Get the cottage garden look with these stunning plants

The sight of majestic delphiniums, conical lupins and soft, scented roses mixed with colourful clematis climbing up wicker wigwams and sweetpeas filling the air with their fragrance, always conjures up an image for me of the idyllic cottage garden.

It's amazing how many traditional cottage garden plants also attract bees, butterflies and other wildlife. Neatly upright lavender and sprawling violet catmint are a magnet for bees, as are foxgloves, wild geraniums and campanulas.

While a cottage garden may seem a glorious mixture of traditional plants nudging and overlapping each other in a seemingly random display, the overall effect will be more successful with some planning.

Heed these tips if you're planning to create your own cottage garden.

:: Keep colours in harmony

The colour scheme should be in harmony - traditionally soft purples, blues and pinks - with height created by climbers which clamber up obelisks and archways, or scented plants situated near old wooden benches or painted wrought iron seats to add to the romantic feel of the plot.

:: Choose evergreen backdrops

Select backbone evergreen plants such as holly or yew to create a framework, accented by perennials with strong architectural value such as alliums and irises - which can be repeat-planted within the border, mixed with plenty of old-fashioned favourites including aquilegias, foxgloves, pinks, hollyhocks, Michaelmas daisies and poppies. Include plants that self-seed, which will often pop up in just the right place.

Naturalistic-looking grasses can be planted in swathes to create softness and movement, dotted with wild flowers, to create a vague structure to the overall informal scene.


:: Plant a tree or hedge for birds

Consider making the most of an existing tree or planting a hedge, providing food and shelter for many birds. Don't forget berries - fruiting hedges could produce crab apples, blackberries and rosehips, again attracting many birds. Cottage gardens shouldn't appear organised - but the best ones are, without the visitor even noticing.

:: For a classic touch, add roses

Roses are a cottage garden favourite. Make sure you choose a fragrant variety. I love the David Austin rose 'Desdemona', with its soft pink buds emerging creamy white, or plant the deep pink 'Gertrude Jekyll' with the subtle white Clematis 'Henryi'. Roses enjoy the same situation as clematis - rich soil, in full sun or light shade, plenty of plant food and lots of water until they are well established.

:: For a bold look, try alliums

The giant lollypop flowers of alliums provide a brilliant accent in the border. Some plant them at the front of borders lining gravel driveways, but you can just as easily include them in a cottage garden border to add structure and a talking point to the scene.

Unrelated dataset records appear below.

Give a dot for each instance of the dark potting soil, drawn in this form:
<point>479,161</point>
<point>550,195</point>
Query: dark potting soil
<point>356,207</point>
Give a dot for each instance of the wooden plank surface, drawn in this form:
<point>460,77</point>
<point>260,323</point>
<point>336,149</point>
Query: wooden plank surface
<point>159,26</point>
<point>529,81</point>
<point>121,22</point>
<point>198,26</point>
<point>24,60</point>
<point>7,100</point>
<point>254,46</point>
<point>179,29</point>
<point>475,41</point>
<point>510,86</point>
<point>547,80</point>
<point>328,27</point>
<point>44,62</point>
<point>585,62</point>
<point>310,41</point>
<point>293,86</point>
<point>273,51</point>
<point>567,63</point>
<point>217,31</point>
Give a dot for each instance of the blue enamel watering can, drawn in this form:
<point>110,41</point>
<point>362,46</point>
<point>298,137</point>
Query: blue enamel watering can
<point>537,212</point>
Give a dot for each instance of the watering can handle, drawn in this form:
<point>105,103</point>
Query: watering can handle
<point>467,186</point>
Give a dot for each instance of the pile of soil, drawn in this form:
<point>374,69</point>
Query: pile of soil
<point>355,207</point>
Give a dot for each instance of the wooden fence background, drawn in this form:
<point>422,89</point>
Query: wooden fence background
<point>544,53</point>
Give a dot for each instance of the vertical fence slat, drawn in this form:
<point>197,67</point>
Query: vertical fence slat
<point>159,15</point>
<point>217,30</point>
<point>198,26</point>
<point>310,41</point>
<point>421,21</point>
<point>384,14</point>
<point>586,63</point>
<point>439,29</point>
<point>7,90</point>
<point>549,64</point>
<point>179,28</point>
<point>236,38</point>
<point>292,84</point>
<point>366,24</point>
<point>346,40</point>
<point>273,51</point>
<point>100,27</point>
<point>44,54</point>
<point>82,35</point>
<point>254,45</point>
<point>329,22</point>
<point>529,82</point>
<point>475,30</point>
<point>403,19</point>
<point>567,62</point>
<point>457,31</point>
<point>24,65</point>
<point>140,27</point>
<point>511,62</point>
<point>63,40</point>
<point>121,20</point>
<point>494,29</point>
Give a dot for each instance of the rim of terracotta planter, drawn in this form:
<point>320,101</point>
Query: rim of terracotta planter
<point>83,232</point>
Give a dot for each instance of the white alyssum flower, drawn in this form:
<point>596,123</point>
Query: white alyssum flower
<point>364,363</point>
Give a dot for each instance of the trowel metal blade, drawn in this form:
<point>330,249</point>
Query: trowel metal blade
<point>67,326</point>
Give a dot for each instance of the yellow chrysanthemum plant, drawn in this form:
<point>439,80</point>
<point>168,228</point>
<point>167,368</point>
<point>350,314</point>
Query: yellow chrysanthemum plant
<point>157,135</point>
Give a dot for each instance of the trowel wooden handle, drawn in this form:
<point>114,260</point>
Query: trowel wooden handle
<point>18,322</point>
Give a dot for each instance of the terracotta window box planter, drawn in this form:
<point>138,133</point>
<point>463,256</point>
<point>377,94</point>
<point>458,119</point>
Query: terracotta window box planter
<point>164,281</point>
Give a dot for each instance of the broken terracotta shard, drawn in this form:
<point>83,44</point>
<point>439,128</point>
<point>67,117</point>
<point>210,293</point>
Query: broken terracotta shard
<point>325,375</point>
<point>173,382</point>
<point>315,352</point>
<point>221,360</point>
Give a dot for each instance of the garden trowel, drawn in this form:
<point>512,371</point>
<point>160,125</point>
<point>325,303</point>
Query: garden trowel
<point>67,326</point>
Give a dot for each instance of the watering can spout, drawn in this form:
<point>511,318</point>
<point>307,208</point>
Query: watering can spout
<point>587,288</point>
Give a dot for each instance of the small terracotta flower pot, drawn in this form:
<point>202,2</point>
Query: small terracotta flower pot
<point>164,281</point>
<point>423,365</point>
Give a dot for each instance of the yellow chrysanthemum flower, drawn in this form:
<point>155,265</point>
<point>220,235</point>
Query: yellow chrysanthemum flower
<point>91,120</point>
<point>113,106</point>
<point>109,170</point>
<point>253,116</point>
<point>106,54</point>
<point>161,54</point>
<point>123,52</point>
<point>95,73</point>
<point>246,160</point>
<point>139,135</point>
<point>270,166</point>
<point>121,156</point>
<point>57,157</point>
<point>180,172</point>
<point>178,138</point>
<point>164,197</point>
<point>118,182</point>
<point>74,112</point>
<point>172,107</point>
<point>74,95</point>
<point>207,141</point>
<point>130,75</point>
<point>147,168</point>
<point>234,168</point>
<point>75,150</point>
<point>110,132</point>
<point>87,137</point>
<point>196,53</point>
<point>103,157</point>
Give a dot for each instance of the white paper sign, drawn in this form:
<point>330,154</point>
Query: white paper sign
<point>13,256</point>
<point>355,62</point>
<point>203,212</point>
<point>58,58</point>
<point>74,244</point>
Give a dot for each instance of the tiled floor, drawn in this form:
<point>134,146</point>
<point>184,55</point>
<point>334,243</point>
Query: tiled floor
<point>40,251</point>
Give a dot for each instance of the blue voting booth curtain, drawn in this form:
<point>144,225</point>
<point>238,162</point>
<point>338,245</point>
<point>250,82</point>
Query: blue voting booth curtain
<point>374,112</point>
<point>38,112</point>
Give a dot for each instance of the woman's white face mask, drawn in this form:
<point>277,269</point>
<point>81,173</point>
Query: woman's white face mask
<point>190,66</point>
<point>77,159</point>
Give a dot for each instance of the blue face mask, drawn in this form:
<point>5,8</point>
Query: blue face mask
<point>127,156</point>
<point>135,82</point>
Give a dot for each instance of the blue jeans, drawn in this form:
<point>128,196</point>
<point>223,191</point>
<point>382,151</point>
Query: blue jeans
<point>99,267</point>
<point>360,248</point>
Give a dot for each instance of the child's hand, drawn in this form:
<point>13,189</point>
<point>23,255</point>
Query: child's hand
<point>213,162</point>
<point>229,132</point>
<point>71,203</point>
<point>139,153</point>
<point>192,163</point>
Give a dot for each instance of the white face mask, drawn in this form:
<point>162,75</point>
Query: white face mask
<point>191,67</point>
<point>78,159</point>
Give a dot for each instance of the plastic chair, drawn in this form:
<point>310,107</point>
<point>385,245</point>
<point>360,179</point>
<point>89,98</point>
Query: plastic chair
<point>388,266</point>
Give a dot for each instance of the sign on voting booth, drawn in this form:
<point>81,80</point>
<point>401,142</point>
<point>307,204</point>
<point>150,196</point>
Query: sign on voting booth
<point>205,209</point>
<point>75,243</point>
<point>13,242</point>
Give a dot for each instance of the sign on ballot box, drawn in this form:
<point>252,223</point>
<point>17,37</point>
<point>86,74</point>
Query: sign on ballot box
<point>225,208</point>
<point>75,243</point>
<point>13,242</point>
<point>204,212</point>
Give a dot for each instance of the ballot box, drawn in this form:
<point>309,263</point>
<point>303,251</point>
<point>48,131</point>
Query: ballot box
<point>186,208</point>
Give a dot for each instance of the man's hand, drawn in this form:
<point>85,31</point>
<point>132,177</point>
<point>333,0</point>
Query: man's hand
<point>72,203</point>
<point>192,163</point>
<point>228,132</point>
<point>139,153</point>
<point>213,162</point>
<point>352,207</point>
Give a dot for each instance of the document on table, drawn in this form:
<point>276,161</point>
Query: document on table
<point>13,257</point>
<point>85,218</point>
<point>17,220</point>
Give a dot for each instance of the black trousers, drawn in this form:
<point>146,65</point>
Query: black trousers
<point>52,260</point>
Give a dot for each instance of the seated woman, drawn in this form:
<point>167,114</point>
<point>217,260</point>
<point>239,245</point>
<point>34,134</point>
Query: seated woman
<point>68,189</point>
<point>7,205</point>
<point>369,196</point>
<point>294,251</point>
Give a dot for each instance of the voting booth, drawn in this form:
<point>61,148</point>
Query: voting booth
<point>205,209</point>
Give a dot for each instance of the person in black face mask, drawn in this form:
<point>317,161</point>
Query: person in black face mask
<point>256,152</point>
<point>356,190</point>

Among the most popular is A.'Purple Sensation', a mid-sized sparkling purple type, but you can also get them in white if you want a cooler look. It's best to plant alliums with ground cover which will hide their strappy leaves, which wilt, discolour and become unsightly before the glorious single round-headed flowers emerge. Ideal candidates to mask the allium leaves include hardy geraniums or a flowing grass such as Stipa tenuissima.

:: To add height, consider lupins

Among the earliest of the impressive cottage garden summer perennials, lupins, from the pea family, come in all colours and in varying heights, and are actually really easy to grow from seed - especially if you soak the seed for 24 hours before sowing. They produce dense spikes of pea-like flowers often up to 90cm tall above palmate leaves. They also benefit the soil by taking nitrogen from the air and storing it in their roots.

:: For a delicate look, plant foxgloves

These self-seeding statuesque spires of wildflower seen on railway banks or in overgrown country lanes also look impressive in the cottage garden. The delicate-looking bell flowers of these majestic biennial favourites are also a magnet to bees, which will climb into the tubular bells to seek out the pollen. Leave the flowers to drop their seeds in the autumn and you should get flowers two years on.

:: For some colour, add nepeta

Along with lavender, nepeta (catmint) provides an impressive swathe at the front of a border, thanks to its clouds of tiny mauve flowers on gentle spikes, which flower from early summer to autumn. The most widely available is 'Six Hills Giant' which grows up to 90cm and can be a bit unruly. A less slouching type is be N. racemosa 'Walker's Low', which is more upright and reaches about 60cm.